I am encountering a problem while attempting to train a neural network utilizing torch distributed data parallel. The issue is that my system crashes and instantaneously restarts when I train using 4 GPUs. Interestingly, this problem doesn’t occur when I train with 3 GPUs. Solutions offered in the different posts on this forum regarding similar problems did not help either.
Here are some further details on my setup that augment my perplexity:
- I created a fresh Pytorch environment with Python 3.11.3, and the Pytorch versions I tried are 2.0.1 and 1.12.1+cu116. The same crash issue also arose with older versions of Pytorch and Python.

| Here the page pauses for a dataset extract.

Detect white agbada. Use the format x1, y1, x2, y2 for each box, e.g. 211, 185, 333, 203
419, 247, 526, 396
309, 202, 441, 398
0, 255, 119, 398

>>> print(torch.__version__)
2.0.1
>>> print(torch.__version__)
1.12.1+cu116
...
...
- I utilized the following torch distributed data parallel example code:
import os
import torch
import torch.distributed as dist
import torch.multiprocessing as mp
import torch.nn as nn
import torch.optim as optim
import torchvision.transforms as transforms
import torchvision.datasets as datasets
from torch.nn.parallel import DistributedDataParallel
from torch.utils.data import DataLoader
from torch.utils.data.distributed import DistributedSampler
class SimpleNet(nn.Module):
def __init__(self):
super(SimpleNet, self).__init__()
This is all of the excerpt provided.